После разговора с Козыревым Полынин был за ужином невесел и молчалив, хотя и считал себя правым. Настроение, начавшее у него портиться еще с топ минуты, как он увидел на аэродроме тесно поставленные самолеты, теперь испортилось окончательно, и, не будь гостя, он не стал бы ужинать и сразу лег.

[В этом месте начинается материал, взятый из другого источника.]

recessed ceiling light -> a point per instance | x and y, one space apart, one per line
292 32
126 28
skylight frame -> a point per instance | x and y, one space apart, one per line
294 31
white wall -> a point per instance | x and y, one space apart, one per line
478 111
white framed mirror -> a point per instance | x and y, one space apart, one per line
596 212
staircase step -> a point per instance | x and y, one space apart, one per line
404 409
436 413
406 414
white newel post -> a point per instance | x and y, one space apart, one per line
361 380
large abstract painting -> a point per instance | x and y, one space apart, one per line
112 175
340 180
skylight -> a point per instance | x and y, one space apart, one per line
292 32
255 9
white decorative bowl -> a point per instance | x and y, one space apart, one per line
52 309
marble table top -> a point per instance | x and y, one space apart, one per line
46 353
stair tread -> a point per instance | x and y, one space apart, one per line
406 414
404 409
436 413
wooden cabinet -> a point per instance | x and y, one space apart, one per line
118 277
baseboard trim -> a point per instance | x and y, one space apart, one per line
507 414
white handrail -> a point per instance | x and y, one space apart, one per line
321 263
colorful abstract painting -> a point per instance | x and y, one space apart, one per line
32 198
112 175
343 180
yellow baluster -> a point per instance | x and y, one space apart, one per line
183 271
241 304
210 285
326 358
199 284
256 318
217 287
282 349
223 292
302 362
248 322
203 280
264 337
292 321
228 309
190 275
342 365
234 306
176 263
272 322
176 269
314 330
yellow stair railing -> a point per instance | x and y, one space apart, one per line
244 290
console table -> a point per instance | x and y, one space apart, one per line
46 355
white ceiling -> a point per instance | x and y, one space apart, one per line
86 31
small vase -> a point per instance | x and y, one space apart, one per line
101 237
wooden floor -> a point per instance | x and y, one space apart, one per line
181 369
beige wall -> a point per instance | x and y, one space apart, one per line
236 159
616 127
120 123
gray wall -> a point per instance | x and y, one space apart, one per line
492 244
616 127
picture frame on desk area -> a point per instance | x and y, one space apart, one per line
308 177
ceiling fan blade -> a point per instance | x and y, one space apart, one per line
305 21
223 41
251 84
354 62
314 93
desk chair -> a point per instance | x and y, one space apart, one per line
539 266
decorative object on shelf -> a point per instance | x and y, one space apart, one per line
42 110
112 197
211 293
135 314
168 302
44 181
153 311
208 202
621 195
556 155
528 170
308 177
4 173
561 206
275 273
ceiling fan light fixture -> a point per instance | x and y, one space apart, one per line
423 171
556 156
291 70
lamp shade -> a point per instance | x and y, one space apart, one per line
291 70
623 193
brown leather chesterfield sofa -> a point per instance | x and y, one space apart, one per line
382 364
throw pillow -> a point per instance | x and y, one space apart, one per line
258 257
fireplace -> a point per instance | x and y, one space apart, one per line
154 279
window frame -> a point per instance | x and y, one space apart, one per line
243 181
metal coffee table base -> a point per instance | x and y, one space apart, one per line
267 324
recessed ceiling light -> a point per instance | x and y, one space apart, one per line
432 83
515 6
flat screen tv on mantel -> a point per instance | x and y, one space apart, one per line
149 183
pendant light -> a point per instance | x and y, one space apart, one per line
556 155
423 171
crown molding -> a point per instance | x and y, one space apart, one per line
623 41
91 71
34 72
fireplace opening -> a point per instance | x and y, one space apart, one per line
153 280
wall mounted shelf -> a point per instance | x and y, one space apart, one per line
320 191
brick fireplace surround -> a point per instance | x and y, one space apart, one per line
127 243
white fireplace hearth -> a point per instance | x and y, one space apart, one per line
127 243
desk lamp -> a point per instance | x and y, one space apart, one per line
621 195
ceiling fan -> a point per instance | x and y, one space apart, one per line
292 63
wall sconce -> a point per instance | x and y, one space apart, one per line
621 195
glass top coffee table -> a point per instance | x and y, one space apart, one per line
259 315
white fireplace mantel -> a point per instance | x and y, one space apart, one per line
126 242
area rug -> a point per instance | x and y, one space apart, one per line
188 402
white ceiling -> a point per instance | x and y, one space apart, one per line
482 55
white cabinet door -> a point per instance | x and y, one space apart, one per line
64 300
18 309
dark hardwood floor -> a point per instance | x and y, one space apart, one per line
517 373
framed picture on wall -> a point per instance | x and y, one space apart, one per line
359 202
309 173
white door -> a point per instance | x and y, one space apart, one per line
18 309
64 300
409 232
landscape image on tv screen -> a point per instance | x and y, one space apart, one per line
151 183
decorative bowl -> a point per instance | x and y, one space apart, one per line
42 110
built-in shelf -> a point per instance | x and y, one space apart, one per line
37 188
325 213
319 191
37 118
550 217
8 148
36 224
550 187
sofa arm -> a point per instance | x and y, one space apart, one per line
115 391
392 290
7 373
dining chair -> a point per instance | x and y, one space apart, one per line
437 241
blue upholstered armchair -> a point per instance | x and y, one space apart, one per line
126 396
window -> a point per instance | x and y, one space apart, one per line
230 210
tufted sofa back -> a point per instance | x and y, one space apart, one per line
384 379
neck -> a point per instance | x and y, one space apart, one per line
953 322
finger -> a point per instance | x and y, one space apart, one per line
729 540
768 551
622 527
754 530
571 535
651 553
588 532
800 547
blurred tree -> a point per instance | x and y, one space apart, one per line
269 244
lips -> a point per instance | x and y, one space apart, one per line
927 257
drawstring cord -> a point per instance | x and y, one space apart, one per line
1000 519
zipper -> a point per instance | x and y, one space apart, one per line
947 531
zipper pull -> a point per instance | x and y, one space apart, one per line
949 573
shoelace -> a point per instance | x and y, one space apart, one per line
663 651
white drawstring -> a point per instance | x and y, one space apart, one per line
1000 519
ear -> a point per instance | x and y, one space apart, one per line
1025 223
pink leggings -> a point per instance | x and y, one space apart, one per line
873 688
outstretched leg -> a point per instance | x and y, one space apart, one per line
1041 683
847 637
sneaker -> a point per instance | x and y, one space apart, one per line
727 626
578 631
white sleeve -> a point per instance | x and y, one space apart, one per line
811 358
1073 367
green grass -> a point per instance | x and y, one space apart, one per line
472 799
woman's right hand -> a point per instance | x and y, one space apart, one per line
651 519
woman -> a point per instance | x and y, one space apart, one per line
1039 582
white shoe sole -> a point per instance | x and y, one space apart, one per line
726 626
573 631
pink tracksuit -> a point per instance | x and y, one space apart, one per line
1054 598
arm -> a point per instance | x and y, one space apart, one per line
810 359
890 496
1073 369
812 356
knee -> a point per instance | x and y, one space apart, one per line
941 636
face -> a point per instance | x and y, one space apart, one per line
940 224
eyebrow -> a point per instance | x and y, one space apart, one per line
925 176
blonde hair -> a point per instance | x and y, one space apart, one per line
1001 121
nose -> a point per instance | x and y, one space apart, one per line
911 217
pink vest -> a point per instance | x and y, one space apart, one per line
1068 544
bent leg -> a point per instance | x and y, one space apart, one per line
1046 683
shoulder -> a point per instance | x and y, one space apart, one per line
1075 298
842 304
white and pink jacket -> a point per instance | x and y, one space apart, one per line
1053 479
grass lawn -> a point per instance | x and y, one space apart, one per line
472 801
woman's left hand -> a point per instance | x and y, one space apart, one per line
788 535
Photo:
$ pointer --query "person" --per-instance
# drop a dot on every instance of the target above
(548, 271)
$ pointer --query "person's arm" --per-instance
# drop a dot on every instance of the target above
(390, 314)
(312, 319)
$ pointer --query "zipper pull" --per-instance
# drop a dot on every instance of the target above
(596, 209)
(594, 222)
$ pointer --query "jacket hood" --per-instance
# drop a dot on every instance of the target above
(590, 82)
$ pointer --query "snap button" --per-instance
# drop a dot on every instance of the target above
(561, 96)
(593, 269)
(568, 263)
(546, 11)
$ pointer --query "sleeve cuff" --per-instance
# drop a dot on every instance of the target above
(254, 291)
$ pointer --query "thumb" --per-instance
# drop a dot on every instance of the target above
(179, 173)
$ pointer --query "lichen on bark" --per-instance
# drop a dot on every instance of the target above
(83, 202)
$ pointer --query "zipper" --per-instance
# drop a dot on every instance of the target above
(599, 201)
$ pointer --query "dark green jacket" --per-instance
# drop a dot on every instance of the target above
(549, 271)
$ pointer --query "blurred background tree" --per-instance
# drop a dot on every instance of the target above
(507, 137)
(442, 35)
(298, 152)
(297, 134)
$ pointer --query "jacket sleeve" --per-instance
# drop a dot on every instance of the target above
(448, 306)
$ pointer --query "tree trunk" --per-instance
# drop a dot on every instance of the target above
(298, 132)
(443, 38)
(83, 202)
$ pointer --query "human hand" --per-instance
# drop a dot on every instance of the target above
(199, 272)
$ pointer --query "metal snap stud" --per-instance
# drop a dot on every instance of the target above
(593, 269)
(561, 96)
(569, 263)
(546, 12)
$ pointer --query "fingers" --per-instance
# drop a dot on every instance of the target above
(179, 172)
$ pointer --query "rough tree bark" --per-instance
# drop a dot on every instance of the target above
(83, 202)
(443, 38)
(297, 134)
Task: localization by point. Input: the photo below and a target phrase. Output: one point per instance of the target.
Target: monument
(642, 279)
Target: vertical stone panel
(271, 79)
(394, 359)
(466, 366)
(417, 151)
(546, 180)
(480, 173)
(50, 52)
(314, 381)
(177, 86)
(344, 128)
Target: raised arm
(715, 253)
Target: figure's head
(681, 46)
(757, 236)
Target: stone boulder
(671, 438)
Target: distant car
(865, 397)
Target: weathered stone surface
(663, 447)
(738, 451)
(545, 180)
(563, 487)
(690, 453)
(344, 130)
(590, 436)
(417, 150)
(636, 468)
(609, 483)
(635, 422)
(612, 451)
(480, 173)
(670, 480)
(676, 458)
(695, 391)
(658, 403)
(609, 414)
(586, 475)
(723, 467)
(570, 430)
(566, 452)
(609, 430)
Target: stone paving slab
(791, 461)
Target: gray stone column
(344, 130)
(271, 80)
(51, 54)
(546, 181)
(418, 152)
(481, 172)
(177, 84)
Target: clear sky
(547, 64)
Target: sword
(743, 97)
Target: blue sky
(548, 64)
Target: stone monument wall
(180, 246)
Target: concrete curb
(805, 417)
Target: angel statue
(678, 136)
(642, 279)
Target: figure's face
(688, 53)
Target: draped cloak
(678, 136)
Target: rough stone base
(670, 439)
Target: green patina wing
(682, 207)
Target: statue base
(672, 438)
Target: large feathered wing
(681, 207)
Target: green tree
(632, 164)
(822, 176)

У Артемьева после встречи с Козыревым тоже имелись свои причины быть неразговорчивым.
Старший Соколов чувствовал себя обиженным на Полынина за выговор, полученный от него при командире группы, и, как только Полынин вернулся от Козырева, сразу же высказал ему свои чувства. Полынин молча выслушал его, но ничего не ответил, потому что как раз в эту минуту вошел Артемьев и они сели за стол. Соколов, в запальчивости наговорив Полынину лишнего, теперь испытывал чувство неловкости и с преувеличенной готовностью пододвигал ему то термос, то колбасу, то миску с бараниной.